First-quarter sales will be down about 4% from last year, the company said, even though there is strong demand from data centers for Intel microprocessors to help manage artificial intelligence tasks. Intel admitted it didn’t see the demand coming and is scrambling to catch up.

It’s an embarrassing lapse for Intel and new CEO Lip-Bu Tan, who is trying to convince investors that he will manage the chipmaker more efficiently and effectively than his predecessors. Rivals are already eating into Intel’s market share in PCs and data centers and Intel’s lack of production capacity opens the door for competitors to take more business.

Analysts were appalled by Intel’s gaffe and said it casts doubt on Tan’s turnaround plans, which depend on convincing other chip companies to use new generations of Intel’s manufacturing technology.

“In our view the stock is well ahead of Intel’s capability to deliver a competitive/profitable business model,” Bank of America’s Vivek Arya wrote in a note to clients Friday.
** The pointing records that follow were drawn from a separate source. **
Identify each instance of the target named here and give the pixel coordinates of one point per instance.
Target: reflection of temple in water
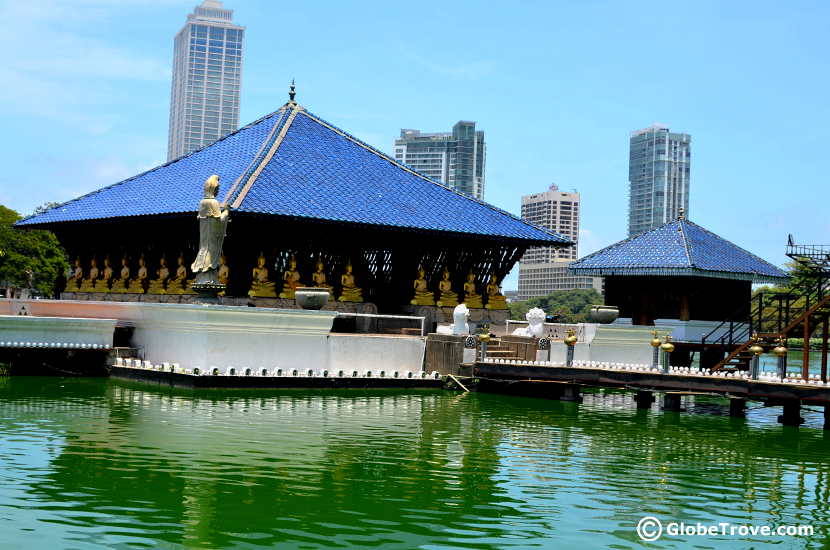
(324, 468)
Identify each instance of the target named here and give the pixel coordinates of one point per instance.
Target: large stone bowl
(603, 314)
(309, 297)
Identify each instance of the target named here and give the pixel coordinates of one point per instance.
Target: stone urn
(603, 314)
(309, 297)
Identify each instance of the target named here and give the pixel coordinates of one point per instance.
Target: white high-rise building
(544, 269)
(658, 177)
(207, 72)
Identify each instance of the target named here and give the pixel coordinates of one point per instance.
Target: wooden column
(805, 363)
(824, 336)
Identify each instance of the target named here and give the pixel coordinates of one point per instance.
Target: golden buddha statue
(74, 282)
(446, 297)
(260, 285)
(158, 285)
(88, 284)
(351, 292)
(423, 296)
(179, 284)
(471, 297)
(319, 277)
(103, 283)
(123, 282)
(495, 299)
(291, 280)
(137, 284)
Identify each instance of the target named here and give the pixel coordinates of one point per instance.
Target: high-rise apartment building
(207, 72)
(544, 269)
(455, 158)
(658, 176)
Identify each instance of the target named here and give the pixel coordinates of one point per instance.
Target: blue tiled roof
(292, 163)
(679, 247)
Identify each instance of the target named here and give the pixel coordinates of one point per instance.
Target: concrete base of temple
(443, 315)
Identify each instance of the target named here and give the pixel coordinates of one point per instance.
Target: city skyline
(659, 163)
(544, 269)
(207, 75)
(105, 98)
(456, 158)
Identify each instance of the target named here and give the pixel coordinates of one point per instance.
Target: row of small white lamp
(278, 372)
(53, 345)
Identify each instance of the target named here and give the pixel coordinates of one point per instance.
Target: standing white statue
(213, 221)
(535, 324)
(459, 326)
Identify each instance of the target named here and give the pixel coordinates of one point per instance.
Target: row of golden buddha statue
(449, 298)
(263, 287)
(105, 280)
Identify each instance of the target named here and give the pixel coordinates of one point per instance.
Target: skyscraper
(455, 158)
(207, 71)
(544, 269)
(658, 177)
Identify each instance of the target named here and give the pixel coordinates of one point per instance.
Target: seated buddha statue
(351, 292)
(123, 282)
(158, 285)
(291, 280)
(319, 276)
(88, 284)
(179, 284)
(495, 299)
(261, 286)
(75, 280)
(423, 296)
(102, 284)
(471, 297)
(446, 297)
(137, 284)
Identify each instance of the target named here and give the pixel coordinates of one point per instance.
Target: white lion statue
(535, 324)
(459, 326)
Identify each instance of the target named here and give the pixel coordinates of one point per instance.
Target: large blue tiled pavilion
(677, 271)
(299, 186)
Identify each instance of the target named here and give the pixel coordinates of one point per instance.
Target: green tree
(571, 306)
(29, 258)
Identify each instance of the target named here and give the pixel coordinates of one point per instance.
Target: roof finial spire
(291, 92)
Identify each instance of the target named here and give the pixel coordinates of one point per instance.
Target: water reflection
(91, 462)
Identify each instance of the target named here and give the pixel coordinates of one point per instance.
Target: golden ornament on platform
(351, 292)
(291, 280)
(261, 286)
(446, 297)
(495, 299)
(423, 296)
(471, 297)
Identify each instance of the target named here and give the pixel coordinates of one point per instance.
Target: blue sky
(556, 87)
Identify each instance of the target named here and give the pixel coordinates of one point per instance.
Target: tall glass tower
(658, 177)
(207, 71)
(455, 158)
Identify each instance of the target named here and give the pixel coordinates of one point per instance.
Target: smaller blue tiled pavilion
(677, 271)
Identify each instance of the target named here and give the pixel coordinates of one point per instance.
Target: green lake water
(96, 463)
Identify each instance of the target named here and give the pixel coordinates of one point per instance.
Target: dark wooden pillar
(824, 336)
(805, 363)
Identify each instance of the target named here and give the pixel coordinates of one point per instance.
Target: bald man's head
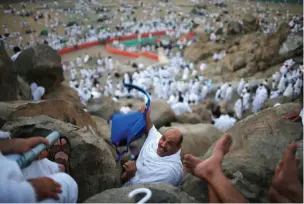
(170, 142)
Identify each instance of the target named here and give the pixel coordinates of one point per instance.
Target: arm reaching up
(149, 123)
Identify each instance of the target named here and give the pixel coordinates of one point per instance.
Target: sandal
(65, 148)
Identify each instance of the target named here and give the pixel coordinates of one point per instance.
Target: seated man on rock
(42, 181)
(159, 159)
(286, 186)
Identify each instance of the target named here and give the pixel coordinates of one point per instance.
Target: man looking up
(159, 159)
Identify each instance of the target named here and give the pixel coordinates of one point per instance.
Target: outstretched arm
(19, 145)
(149, 123)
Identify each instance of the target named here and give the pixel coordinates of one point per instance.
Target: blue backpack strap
(119, 154)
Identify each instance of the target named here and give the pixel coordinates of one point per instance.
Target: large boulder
(201, 50)
(66, 93)
(161, 113)
(198, 138)
(57, 109)
(235, 27)
(235, 61)
(103, 128)
(203, 112)
(249, 23)
(281, 100)
(40, 64)
(92, 164)
(258, 143)
(293, 44)
(103, 107)
(12, 87)
(161, 193)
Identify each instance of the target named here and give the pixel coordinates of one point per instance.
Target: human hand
(149, 123)
(130, 169)
(20, 145)
(45, 188)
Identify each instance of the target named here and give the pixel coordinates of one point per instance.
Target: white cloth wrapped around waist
(151, 168)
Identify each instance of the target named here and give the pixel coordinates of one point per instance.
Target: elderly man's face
(169, 143)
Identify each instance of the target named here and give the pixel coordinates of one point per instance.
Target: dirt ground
(13, 22)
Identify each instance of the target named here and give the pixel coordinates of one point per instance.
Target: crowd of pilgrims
(180, 85)
(178, 82)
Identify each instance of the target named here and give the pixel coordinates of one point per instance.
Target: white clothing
(204, 92)
(228, 95)
(246, 99)
(4, 135)
(274, 94)
(203, 66)
(14, 57)
(282, 84)
(212, 37)
(180, 108)
(15, 188)
(125, 109)
(86, 58)
(218, 95)
(151, 168)
(241, 86)
(238, 109)
(38, 93)
(259, 99)
(33, 86)
(288, 91)
(224, 122)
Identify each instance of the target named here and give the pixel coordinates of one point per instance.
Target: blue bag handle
(141, 90)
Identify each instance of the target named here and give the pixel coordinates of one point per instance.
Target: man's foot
(60, 152)
(286, 181)
(204, 169)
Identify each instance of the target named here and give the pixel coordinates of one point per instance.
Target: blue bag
(128, 127)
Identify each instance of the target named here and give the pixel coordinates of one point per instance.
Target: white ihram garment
(15, 188)
(152, 168)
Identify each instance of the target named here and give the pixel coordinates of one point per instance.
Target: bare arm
(19, 145)
(149, 123)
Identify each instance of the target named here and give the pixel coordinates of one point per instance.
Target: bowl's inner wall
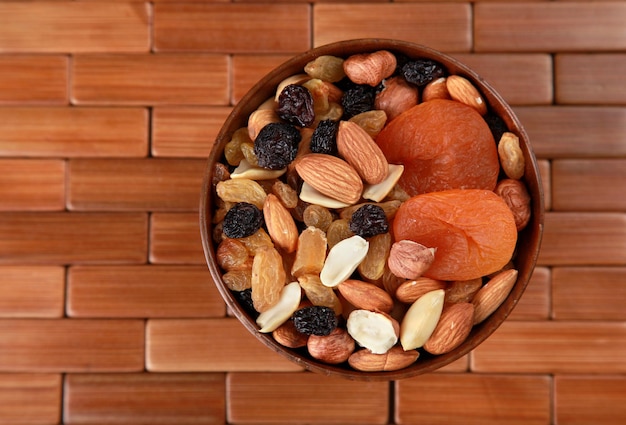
(528, 242)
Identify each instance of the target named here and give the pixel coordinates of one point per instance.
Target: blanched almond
(421, 319)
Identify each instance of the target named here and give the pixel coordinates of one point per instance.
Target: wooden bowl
(528, 242)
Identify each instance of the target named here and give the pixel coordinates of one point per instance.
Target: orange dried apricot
(443, 145)
(473, 231)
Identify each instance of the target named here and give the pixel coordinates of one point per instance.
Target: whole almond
(366, 295)
(361, 152)
(462, 90)
(331, 176)
(454, 326)
(280, 224)
(492, 294)
(409, 291)
(436, 89)
(370, 68)
(333, 349)
(410, 259)
(394, 359)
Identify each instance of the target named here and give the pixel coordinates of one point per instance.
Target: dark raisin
(241, 220)
(422, 71)
(295, 105)
(276, 145)
(324, 138)
(357, 98)
(369, 220)
(315, 320)
(497, 126)
(245, 300)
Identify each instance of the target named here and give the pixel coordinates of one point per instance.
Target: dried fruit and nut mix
(369, 211)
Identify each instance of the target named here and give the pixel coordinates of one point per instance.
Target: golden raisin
(373, 265)
(311, 252)
(268, 278)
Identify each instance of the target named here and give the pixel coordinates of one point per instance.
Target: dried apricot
(473, 231)
(443, 145)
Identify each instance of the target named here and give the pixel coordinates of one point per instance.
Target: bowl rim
(532, 233)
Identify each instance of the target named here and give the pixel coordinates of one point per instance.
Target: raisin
(295, 105)
(242, 220)
(324, 138)
(315, 320)
(369, 220)
(276, 145)
(245, 300)
(422, 71)
(497, 126)
(357, 99)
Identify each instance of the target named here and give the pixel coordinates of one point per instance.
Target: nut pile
(304, 199)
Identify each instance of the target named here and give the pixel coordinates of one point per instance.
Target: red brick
(208, 345)
(583, 238)
(68, 345)
(32, 184)
(311, 398)
(588, 293)
(566, 131)
(30, 398)
(32, 291)
(228, 27)
(142, 291)
(50, 27)
(420, 23)
(553, 347)
(549, 26)
(135, 184)
(186, 131)
(74, 132)
(473, 399)
(576, 183)
(33, 79)
(72, 238)
(157, 79)
(592, 79)
(133, 398)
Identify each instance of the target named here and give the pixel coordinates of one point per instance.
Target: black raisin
(315, 320)
(241, 220)
(276, 145)
(245, 300)
(422, 71)
(497, 126)
(357, 98)
(369, 220)
(295, 105)
(324, 138)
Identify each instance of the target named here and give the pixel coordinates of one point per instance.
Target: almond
(462, 90)
(409, 291)
(333, 349)
(410, 259)
(365, 295)
(454, 326)
(331, 176)
(361, 152)
(394, 359)
(280, 224)
(370, 68)
(492, 294)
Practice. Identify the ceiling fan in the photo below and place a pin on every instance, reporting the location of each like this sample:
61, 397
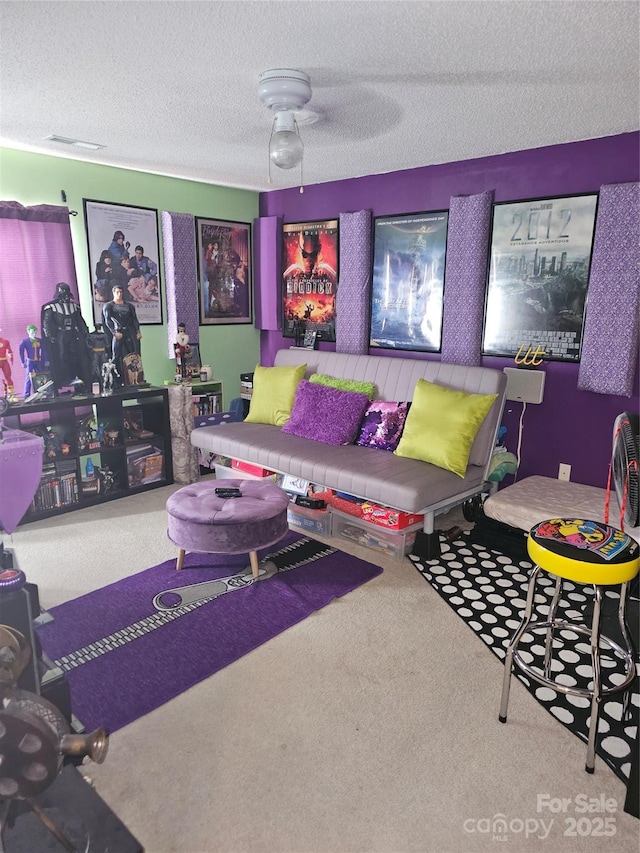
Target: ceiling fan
285, 92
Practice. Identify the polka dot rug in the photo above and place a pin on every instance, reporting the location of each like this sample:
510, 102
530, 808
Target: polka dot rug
488, 591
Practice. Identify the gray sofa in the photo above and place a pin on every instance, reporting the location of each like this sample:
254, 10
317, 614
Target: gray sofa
376, 475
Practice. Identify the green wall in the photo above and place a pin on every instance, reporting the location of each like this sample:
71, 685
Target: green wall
39, 178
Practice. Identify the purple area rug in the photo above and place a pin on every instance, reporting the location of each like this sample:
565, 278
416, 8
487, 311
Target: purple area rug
133, 645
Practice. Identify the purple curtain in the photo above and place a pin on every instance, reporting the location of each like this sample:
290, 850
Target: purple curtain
610, 338
181, 275
267, 236
354, 287
36, 253
465, 280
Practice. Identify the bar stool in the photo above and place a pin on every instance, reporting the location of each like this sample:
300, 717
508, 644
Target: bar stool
585, 552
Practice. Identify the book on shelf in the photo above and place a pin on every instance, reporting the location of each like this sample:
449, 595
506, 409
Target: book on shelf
145, 464
209, 403
58, 487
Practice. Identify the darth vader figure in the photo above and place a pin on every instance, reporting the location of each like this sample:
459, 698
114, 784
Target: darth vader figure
67, 338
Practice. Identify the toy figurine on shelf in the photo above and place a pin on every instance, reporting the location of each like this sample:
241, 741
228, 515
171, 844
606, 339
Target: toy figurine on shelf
6, 363
33, 357
122, 326
99, 349
66, 334
109, 373
182, 350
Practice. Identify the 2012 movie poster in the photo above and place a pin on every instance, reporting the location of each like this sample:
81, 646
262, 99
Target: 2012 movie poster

He reiterated his “underperform” rating on Intel shares.

Intel shares fell $9.25 on Friday, to $45.07.

Bernstein Research analyst Stacy Rasgon said “the company appears to have woefully misjudged” data center demand, with its production capacity “caught massively off guard.” He has a $36 price target on Intel shares.

The artificial intelligence market is dominated by Nvidia, whose graphics processing units (GPUs) provide the advanced computing power AI systems need. But AI’s growth is also boosting demand for Intel’s more conventional chips, called central processing units (CPUs), which help manage data centers and perform specific tasks for AI systems.

That’s the silver lining in Thursday’s disappointing financial results. If Intel can do a better job matching production capacity to demand, it may yet capitalize on the AI boom — albeit to a much smaller degree than many other chip companies.

Even with Friday’s plunge, Intel’s stock price has more than doubled since August. That’s when Tan negotiated an $8.9 billion investment from the federal government. That was followed by billions more invested by SoftBank and Nvidia.

On Thursday, Intel told investors it expects other tech companies will make decisions late this year or early in 2027 about whether to use Intel’s factories to make their own chips. A consensus is emerging among analysts that Apple, and perhaps other companies, are near manufacturing deals with Intel.

That could provide an enormous boost to Intel and its comeback effort, though revenue from such deals is probably at least two years away.

“Real benefits will take into 2028,” Bank of America’s Arya said, “but headline benefits from these customers could support the stock.”